Realtime AI News
China's BGI Subsidiary and Shanghai AI Lab Release ProtoPilot, First AI System to Complete Wet-Lab Experiments End-to-End, Outperforming GPT-5.6 Sol
Yongsheng Intelligence, a subsidiary of BGI, together with the Shanghai Artificial Intelligence Laboratory, released ProtoPilot and BioLab Bench, achieving the first full loop from natural language experimental intent to physical wet-lab execution. Third-party evaluations show it surpasses OpenAI's flagship GPT-5.6 Sol in end-to-end life science agent capabilities.
While Silicon Valley AI giants are still having models write experimental protocols, a cross-industry player from Shenzhen has already put AI to work inside the actual lab.
On July 3, Yongsheng Intelligence, a subsidiary of BGI Group, together with the Shanghai Artificial Intelligence Laboratory, jointly announced two new achievements: ProtoPilot, a self-evolving multi-agent system driven by real laboratory scenarios, and BioLab Bench, the first end-to-end Agent evaluation system in life sciences that spans from user requirements to executable device commands. This represents the world's first complete loop from natural language experimental intent to physical wet-lab execution.

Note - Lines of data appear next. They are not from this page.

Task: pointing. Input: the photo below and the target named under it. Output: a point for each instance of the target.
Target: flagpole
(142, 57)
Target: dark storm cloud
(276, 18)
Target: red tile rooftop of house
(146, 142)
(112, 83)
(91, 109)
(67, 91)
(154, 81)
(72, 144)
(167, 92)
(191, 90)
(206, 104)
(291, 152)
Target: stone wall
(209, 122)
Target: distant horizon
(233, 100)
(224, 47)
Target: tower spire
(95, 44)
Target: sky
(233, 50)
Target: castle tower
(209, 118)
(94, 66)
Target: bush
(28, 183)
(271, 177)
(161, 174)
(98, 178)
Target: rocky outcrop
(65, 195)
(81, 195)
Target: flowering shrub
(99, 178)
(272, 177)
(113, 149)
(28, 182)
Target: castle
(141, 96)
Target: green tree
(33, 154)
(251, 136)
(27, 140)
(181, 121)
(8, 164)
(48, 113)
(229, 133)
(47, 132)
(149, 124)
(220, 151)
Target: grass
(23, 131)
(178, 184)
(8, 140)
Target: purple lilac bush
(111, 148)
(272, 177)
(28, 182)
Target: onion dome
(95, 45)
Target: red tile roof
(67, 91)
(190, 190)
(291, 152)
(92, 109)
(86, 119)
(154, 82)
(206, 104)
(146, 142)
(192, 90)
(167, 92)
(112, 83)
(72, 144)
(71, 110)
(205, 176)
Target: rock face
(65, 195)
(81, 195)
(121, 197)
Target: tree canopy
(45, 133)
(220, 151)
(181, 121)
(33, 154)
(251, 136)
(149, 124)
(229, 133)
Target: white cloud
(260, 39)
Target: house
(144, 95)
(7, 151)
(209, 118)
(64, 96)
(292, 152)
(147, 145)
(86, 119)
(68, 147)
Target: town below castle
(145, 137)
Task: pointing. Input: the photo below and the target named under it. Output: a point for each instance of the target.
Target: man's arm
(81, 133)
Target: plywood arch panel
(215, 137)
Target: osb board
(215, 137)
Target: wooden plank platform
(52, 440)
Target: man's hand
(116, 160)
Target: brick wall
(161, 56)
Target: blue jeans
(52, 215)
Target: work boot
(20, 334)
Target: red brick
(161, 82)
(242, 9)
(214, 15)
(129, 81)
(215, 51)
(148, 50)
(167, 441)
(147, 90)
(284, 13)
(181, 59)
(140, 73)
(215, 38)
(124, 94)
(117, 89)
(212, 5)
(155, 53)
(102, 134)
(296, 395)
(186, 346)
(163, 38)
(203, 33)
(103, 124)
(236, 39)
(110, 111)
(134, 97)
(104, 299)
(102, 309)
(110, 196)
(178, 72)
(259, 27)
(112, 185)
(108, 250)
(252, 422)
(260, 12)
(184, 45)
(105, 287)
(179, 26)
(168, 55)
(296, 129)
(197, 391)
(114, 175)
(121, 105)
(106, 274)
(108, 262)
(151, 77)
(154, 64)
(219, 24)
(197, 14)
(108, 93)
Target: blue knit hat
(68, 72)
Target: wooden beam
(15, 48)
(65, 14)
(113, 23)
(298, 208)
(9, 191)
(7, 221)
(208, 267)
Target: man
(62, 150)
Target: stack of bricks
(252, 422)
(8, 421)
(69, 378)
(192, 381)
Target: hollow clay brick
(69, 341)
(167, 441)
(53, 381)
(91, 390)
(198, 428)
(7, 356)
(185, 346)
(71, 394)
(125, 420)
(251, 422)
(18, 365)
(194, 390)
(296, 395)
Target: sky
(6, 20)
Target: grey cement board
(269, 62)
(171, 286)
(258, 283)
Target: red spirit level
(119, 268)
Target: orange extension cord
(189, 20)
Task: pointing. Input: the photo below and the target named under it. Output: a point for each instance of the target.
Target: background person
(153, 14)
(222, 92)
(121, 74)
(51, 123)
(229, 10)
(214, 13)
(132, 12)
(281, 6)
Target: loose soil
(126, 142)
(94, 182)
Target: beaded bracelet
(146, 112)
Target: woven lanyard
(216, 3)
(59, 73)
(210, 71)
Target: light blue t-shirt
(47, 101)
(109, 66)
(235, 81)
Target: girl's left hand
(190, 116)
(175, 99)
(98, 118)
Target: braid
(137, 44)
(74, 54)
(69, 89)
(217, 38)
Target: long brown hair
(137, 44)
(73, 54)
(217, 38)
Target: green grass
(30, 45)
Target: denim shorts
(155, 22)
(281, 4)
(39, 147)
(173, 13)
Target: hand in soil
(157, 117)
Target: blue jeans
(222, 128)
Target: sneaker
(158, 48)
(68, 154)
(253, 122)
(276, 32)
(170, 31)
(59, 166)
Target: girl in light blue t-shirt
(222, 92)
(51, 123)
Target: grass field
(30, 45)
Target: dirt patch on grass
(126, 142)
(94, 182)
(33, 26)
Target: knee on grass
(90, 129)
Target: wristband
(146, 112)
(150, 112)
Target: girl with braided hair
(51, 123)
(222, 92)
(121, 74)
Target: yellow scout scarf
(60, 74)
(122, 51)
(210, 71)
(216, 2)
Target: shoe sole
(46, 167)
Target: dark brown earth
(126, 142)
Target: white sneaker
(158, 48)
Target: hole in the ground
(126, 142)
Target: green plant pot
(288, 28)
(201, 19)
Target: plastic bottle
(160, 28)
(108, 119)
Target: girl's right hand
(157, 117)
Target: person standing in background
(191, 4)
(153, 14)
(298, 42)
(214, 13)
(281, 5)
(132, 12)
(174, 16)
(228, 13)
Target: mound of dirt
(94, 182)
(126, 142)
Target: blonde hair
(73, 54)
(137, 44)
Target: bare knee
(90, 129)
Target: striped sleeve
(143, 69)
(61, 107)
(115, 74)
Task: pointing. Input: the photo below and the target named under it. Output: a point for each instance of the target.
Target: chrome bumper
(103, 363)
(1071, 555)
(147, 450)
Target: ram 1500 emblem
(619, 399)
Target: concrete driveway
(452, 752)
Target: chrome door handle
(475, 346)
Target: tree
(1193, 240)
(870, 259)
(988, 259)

Third-party benchmark data shows ProtoPilot has surpassed OpenAI's current flagship GPT-5.6 Sol in end-to-end life science agent capabilities. The result signals that in the AI for Bio race, a Chinese contender has been the first to bridge the gap between generating protocols and actually running experiments.
Current AI applications in life sciences mostly stay at the understanding and analysis level. OpenAI released GPT-Rosalind for drug discovery, Google launched Co-Scientist embedding multi-agent systems into scientific reasoning, and Anthropic debuted Claude Science Workbench for research workflows. Yet all these frontier models have been stuck at the laboratory door — capable of writing plans but not producing results.

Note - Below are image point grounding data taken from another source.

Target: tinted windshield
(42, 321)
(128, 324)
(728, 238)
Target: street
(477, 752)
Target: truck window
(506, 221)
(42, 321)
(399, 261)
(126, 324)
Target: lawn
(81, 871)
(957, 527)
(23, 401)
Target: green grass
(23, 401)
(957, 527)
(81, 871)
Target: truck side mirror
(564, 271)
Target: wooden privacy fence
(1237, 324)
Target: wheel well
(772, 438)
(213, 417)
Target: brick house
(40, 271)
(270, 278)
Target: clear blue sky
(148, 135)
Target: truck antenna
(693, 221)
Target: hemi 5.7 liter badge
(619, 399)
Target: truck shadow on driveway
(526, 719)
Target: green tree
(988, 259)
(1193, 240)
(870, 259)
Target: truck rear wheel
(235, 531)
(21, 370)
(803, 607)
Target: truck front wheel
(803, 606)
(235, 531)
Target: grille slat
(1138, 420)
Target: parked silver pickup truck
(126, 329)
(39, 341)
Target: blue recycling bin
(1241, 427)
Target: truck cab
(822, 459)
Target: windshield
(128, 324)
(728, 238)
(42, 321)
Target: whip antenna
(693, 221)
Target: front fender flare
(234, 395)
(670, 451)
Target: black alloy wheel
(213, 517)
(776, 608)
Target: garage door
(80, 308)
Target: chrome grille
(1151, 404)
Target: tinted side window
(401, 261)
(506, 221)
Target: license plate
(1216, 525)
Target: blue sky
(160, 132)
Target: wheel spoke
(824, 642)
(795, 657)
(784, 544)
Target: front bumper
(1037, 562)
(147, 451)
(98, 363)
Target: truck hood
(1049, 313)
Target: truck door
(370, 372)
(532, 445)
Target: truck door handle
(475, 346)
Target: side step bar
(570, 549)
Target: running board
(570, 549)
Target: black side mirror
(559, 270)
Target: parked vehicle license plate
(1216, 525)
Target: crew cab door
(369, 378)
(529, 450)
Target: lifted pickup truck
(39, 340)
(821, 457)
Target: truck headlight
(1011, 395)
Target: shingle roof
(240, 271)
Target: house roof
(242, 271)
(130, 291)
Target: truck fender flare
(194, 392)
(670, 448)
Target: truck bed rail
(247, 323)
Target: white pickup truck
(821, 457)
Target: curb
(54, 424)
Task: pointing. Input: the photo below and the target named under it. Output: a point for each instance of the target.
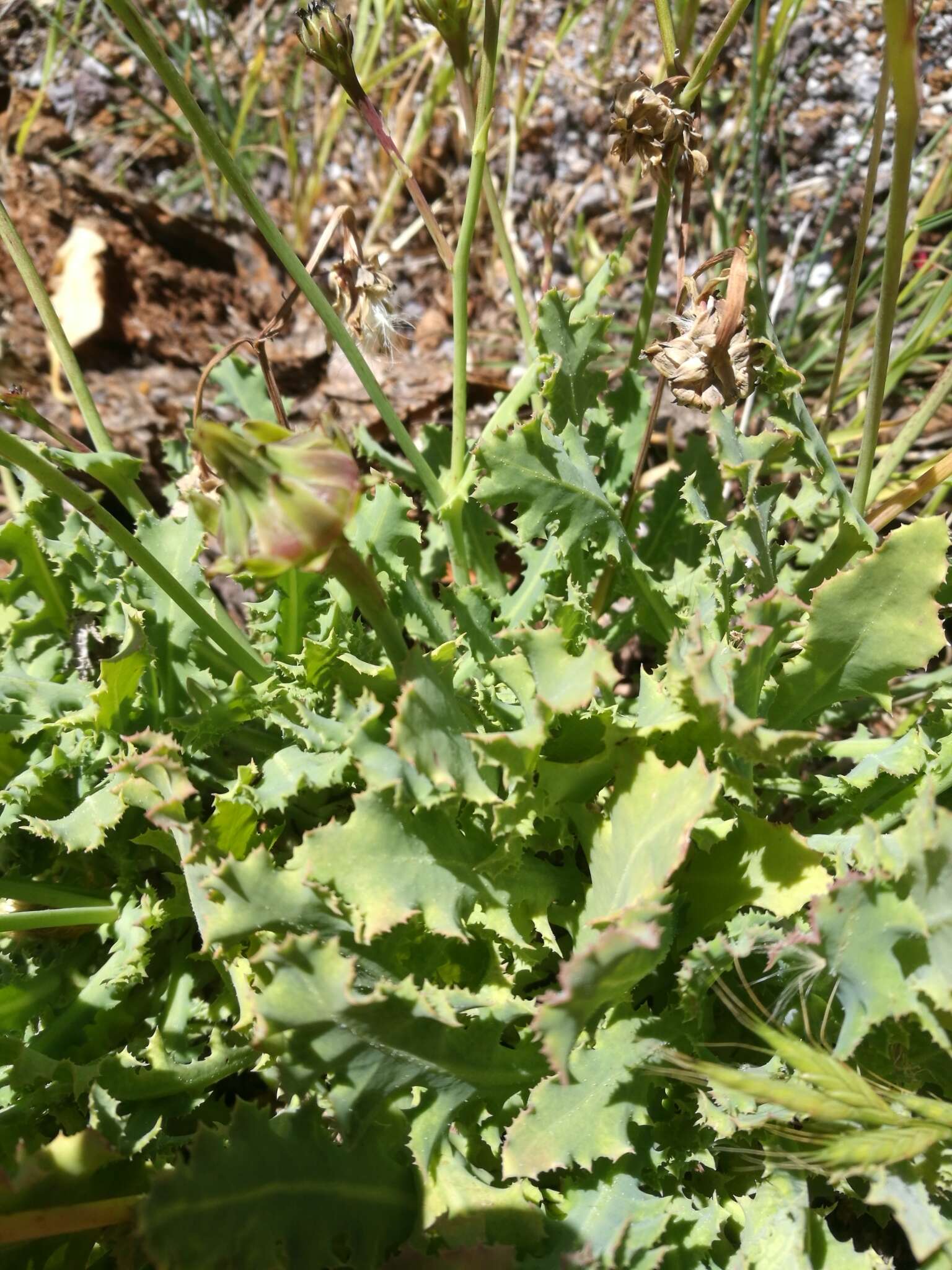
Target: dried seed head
(700, 375)
(330, 42)
(650, 127)
(284, 495)
(362, 295)
(362, 298)
(452, 20)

According to the ProtoPilot paper, translating an experimental intent into actual wet-lab operations requires traversing five layers: scientific intent, protocol design, standard operating procedures, device code, and finally physical execution with feedback correction. Each layer involves different ambiguity challenges, from biological logic representation to device SDK instructions — an extremely complex chain.
Yongsheng's breakthrough lies in making AI no longer just a screen-bound assistant but an actual executor that controls the complete pipeline from experiment design to device operation. This echoes Jensen Huang's CES remark about the ChatGPT moment for Physical AI — except the first entity to deliver a Physical AI answer in life science labs is not an AI giant but a Chinese Bio company venturing into AI.
For the industry, this means AI's role in life sciences is poised to leap from assisted analysis to autonomous experimentation. The next questions are whether ProtoPilot can be rapidly deployed across different lab environments and whether BioLab Bench can become an industry-standard evaluation framework.
Why it matters
This marks a milestone for Physical AI in life science laboratories, with a Chinese company breaking the bottleneck from AI-generated plans to actual execution, potentially redefining the role of AI in scientific research.